System programming in D (Was: The God Language)

Don nospam at nospam.com
Thu Dec 29 06:44:39 PST 2011


On 29.12.2011 12:19, Vladimir Panteleev wrote:
> On Thursday, 29 December 2011 at 09:16:23 UTC, Walter Bright wrote:
>> Are you a ridiculous hacker? Inline x86 assembly that the compiler
>> actually understands in 32 AND 64 bit code, hex string literals like
>> x"DE ADB EEF" where spacing doesn't matter, the ability to set data
>> alignment cross-platform with type.alignof = 16, load your shellcode
>> verbatim into a string like so: auto str = import("shellcode.txt");
>
> I would like to talk about this for a bit. Personally, I think D's
> system programming abilities are only half-way there. Note that I am not
> talking about use cases in high-level application code, but rather
> low-level, widely-used framework code, where every bit of performance
> matters (for example: memory copy routines, string builders, garbage
> collectors).
>
> In-line assembler as part of the language is certainly neat, and in fact
> coming from Delphi to C++ I was surprised to learn that C++
> implementations adopted different syntax for asm blocks. However,
> compared to some C++ compilers, it has severe limitations and is D's
> only trick in this alley.
>
> For one thing, there is no way to force the compiler to inline a
> function (like __forceinline / __attribute((always_inline)) ).
[snip]
> Personally, I don't think D qualifies as a true "system programming
> language" in light of the above. It's more of a compiled language with
> pointers and assembler.

I don't think the situation is any different with DMC. I think that if D 
isn't a systems programming lanugage, neither is C or C++ without 
vendor-specific extensions.

But it doesn't really matter -- the main conclusion is still correct: D 
is missing some features which could improve performance considerably.

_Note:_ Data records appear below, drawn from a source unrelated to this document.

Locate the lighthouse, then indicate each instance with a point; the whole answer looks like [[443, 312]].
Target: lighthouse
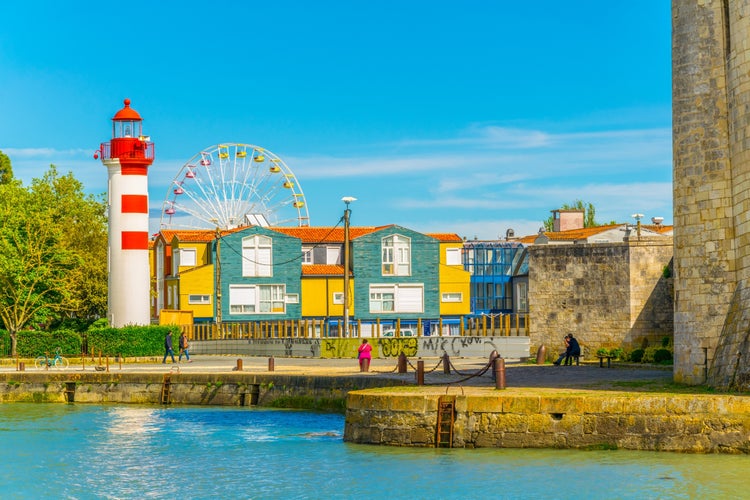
[[127, 157]]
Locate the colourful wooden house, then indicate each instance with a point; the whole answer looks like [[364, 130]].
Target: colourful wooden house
[[258, 273]]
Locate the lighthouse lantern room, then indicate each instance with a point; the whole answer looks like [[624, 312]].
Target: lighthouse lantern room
[[127, 157]]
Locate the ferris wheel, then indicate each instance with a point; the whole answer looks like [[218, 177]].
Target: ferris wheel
[[231, 185]]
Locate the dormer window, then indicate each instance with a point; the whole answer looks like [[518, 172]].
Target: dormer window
[[396, 256]]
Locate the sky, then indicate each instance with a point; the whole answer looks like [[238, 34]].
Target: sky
[[469, 117]]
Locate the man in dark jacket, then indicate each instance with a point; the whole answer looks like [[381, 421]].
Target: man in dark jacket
[[168, 347], [573, 351]]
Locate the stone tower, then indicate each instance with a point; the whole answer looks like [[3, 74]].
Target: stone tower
[[711, 143]]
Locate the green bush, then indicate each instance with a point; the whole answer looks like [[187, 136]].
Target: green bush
[[33, 343], [130, 340], [637, 355]]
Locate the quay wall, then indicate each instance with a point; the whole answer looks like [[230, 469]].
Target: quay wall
[[654, 422], [510, 347], [224, 389]]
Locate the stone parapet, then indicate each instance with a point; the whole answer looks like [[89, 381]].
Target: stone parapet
[[654, 422]]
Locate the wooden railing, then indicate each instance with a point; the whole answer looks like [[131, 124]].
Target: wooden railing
[[482, 326]]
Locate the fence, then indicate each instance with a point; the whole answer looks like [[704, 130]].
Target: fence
[[482, 326]]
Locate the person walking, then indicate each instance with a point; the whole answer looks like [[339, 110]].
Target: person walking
[[168, 351], [364, 353], [573, 351], [184, 346]]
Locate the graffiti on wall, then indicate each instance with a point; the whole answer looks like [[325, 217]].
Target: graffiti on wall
[[392, 347]]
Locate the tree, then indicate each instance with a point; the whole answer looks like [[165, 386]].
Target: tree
[[589, 213], [52, 252], [6, 169]]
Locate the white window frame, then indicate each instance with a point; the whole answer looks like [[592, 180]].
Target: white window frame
[[452, 297], [307, 257], [257, 299], [188, 257], [199, 299], [394, 298], [257, 256], [453, 256], [396, 255]]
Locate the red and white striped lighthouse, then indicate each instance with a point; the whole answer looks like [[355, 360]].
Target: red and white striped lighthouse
[[127, 158]]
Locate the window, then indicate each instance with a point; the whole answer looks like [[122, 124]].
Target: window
[[199, 299], [397, 298], [252, 299], [187, 257], [396, 256], [306, 255], [333, 255], [453, 297], [292, 298], [256, 256], [453, 256], [382, 300]]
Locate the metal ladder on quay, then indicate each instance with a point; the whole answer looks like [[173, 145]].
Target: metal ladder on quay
[[446, 418], [166, 390]]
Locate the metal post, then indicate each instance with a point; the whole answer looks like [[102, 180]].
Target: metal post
[[499, 369], [402, 363], [347, 265]]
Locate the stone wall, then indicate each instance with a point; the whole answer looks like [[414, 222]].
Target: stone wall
[[711, 136], [686, 423], [606, 294], [514, 347]]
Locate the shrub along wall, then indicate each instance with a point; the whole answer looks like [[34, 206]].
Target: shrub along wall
[[128, 341]]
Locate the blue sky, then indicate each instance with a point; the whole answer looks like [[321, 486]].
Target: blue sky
[[468, 117]]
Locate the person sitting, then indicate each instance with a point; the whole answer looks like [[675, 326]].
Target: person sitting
[[562, 354], [573, 351]]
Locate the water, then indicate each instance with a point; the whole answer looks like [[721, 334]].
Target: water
[[93, 451]]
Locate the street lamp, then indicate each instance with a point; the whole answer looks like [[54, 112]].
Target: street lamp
[[347, 213], [638, 218]]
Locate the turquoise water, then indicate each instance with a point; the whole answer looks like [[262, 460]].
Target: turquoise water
[[93, 451]]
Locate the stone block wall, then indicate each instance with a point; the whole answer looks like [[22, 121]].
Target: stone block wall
[[606, 294], [711, 143]]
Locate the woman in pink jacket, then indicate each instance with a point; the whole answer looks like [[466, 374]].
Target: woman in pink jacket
[[364, 354]]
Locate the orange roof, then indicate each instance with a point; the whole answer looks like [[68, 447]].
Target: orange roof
[[323, 234], [446, 237], [322, 269]]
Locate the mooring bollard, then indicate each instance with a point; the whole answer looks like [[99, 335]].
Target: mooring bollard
[[541, 354], [402, 363], [420, 372], [499, 370]]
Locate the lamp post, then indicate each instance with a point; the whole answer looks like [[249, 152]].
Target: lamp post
[[638, 218], [347, 265]]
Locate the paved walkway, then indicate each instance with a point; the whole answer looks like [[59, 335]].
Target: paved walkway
[[517, 375]]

Before you disagree with any of the above, first
> (for starters) I'd like to invite you to translate Daniel Vik's C memcpy
> implementation to D:

> http://www.danielvik.com/2010/02/fast-memcpy-in-c.html . It doesn't even
> use inline assembler or compiler intrinsics.

Note that the memcpy described there is _far_ from optimal. Memcpy is 
all about cache effciency. DMD translates memcpy to the single 
instruction "rep movsd" which you'd think would be optimal, but you can 
actually beat it by a factor of four or more for long lengths.